One thing you learn very quickly after even just a decent amount of football media exposure is that there is very little room for middle ground. A player is either great or terrible, a manager either brilliant or worthless, a team either the best or the worst. One week they'll be winning the league, the next they will be a disgrace to the shirt. We look to assign fault for decisions to single individuals in an organization with multiple hierarchical levels of decision-making and several checks and balances on those (the owner himself notwithstanding). We look to blame single players for conceded goals in a sport that's in tremendously large part about controlling space before, behind, and between teammates. The glory goes to the goalscorer when a goal created purely out of individual enterprise is fairly rare. And so on and so forth.
When it comes to the issue of Kevin De Bruyne's Chelsea career — if we can call six months and nine appearances in a blue shirt a "career" — and why it didn't quite work out for him, it's either his fault or Mourinho's fault, it was either good business (profit!) or the worst of all the worst decisions (well would you look at him now!). The truth, the real truth, of course lies in the middle. But the real truth is boring. The real truth contains no Emenalo snakes or Hazard rats, for example. The real truth has shades of grey and with shades of grey we cannot assign blame just to one party. Shades of grey takes effort and nuance and attention, and there's simply no time or the audience for that (instead, transfer rumors!).
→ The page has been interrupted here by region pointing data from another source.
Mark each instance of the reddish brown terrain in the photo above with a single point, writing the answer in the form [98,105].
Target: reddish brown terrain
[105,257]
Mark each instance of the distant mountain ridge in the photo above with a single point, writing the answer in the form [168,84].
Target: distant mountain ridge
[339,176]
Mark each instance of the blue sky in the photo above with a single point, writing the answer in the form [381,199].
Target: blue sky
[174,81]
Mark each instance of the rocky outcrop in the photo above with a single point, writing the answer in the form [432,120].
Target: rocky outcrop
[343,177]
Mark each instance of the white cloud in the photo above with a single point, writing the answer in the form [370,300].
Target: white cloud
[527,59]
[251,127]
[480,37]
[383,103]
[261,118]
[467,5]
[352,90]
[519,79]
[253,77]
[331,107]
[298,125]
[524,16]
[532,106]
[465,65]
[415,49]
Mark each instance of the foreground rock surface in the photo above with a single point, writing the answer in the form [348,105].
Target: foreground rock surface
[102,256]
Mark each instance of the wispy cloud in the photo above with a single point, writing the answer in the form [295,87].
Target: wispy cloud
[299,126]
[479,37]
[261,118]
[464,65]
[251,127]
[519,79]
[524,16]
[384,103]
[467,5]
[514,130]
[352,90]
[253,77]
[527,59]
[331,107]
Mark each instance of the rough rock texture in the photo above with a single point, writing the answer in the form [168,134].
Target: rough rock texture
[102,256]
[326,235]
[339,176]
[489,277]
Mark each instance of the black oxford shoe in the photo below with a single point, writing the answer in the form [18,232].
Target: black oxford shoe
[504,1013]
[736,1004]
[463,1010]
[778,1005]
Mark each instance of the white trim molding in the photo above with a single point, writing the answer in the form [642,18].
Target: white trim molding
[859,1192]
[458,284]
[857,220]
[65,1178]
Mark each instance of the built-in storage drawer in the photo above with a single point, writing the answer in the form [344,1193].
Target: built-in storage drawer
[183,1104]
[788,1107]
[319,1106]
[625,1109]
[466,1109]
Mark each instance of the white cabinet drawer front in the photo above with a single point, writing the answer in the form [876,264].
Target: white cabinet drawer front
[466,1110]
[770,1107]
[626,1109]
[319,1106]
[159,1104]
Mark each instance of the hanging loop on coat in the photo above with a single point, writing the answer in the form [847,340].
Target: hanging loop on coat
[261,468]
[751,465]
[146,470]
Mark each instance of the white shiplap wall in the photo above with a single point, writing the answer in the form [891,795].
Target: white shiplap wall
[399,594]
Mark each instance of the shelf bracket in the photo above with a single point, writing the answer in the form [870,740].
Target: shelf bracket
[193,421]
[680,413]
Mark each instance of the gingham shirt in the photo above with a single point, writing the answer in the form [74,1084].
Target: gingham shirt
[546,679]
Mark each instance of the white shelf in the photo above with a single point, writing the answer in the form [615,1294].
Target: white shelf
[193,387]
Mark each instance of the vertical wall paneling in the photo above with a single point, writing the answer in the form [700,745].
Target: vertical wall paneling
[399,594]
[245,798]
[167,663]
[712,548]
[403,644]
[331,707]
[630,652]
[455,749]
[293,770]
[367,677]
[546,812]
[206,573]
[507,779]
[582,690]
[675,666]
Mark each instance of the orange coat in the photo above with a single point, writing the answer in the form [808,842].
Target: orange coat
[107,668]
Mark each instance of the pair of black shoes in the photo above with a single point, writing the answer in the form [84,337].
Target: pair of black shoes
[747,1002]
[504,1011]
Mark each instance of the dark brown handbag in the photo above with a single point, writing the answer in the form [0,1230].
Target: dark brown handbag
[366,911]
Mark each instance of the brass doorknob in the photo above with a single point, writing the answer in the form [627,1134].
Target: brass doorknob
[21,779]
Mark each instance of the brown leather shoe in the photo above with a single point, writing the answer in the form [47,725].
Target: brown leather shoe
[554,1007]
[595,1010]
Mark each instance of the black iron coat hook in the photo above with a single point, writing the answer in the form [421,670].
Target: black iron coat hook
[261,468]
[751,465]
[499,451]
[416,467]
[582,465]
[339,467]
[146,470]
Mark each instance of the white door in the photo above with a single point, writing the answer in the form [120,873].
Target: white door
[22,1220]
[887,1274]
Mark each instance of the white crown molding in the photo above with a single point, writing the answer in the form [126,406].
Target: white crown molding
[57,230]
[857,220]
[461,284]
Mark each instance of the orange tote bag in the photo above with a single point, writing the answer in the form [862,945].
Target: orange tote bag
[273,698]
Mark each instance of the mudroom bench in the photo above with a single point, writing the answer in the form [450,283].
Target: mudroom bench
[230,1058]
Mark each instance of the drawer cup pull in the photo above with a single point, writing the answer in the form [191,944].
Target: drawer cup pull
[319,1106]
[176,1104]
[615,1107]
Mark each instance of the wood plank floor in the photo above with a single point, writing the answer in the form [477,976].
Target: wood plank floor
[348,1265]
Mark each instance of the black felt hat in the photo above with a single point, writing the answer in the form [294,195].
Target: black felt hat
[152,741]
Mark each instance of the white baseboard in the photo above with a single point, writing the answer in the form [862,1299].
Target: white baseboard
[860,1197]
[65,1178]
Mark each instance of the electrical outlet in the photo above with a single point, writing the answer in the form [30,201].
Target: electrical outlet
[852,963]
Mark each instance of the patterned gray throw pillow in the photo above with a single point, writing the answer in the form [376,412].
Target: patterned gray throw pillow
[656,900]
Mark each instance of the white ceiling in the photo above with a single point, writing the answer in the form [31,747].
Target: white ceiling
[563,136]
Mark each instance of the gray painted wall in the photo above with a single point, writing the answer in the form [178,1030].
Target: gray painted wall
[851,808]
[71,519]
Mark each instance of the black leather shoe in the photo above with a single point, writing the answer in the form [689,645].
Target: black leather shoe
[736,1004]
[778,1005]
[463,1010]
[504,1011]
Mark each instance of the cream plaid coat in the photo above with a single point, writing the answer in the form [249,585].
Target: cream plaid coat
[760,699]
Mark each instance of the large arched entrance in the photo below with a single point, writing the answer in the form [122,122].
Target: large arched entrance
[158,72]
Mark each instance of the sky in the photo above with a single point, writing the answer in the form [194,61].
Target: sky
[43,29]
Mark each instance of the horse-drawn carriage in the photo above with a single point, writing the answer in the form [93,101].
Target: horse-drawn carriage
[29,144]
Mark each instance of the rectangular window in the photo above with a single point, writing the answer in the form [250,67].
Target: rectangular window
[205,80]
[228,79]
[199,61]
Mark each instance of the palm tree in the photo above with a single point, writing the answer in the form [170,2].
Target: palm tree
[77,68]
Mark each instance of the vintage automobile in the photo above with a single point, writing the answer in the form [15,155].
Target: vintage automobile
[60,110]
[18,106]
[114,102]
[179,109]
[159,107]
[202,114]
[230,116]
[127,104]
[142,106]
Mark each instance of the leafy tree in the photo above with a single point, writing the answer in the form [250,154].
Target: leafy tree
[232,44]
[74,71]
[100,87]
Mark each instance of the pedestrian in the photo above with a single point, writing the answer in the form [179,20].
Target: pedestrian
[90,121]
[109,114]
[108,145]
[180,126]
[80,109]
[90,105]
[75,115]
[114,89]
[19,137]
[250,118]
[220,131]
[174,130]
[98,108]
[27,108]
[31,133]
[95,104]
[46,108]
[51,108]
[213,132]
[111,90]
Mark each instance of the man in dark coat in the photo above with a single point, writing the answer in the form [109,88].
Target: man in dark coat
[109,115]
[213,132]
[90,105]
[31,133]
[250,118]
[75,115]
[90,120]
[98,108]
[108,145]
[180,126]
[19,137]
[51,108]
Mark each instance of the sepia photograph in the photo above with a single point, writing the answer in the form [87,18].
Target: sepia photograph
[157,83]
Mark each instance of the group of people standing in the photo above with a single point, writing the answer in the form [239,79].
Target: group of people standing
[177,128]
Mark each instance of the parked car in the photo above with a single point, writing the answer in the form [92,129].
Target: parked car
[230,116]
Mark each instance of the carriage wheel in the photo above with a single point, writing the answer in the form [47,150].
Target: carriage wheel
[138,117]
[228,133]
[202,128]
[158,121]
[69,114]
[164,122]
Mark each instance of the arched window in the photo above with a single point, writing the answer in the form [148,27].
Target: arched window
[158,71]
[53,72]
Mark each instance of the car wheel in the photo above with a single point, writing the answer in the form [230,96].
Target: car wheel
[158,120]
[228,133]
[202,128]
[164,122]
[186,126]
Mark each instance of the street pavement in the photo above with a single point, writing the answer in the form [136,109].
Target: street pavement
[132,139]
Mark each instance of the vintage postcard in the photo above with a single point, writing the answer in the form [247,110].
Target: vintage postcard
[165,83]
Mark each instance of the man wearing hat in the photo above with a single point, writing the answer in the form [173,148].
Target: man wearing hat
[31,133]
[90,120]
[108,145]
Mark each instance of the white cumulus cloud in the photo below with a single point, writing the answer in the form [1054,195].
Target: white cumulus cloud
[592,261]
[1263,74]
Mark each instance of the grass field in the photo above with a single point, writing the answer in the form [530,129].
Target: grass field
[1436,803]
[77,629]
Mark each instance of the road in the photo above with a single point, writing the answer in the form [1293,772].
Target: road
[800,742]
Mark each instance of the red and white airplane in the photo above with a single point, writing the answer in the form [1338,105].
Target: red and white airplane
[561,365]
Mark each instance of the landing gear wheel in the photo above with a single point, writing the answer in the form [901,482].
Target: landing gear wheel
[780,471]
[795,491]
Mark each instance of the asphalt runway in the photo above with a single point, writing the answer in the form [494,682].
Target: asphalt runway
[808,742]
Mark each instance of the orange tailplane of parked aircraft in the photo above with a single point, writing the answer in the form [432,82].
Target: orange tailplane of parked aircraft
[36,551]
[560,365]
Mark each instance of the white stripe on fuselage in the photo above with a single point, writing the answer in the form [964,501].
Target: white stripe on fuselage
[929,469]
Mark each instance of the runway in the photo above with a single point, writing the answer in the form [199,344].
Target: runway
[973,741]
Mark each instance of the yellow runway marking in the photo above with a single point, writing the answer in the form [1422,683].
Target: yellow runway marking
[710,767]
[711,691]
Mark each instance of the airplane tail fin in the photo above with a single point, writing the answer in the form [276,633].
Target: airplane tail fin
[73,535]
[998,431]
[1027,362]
In fact, I really thought we were done with all this long ago — Kevin's interviews when he joined Manchester City, combined with Mourinho's words over the years gave us the whole picture already I thought — but with Chelsea a non-factor in the run-in, we've got to talk about something on the occasion of the New Evil Money Derby under the Saturday Night Lights. I'm not going to link anything specific; all major and minor outlets at least touched on this in some capacity.
De Bruyne's latest words themselves have been spun several different ways, but it basically boils down to this: Mourinho's particular approach to De Bruyne (and, in a similar fashion, to Lukaku) was wrong. Whether the blame for that belongs to the coach for not tailoring (or even wanting to tailor for whatever reason) his methods to the player's needs or to the player for failing to cope with them is entirely up to you. The truth, as ever, lies somewhere in the middle.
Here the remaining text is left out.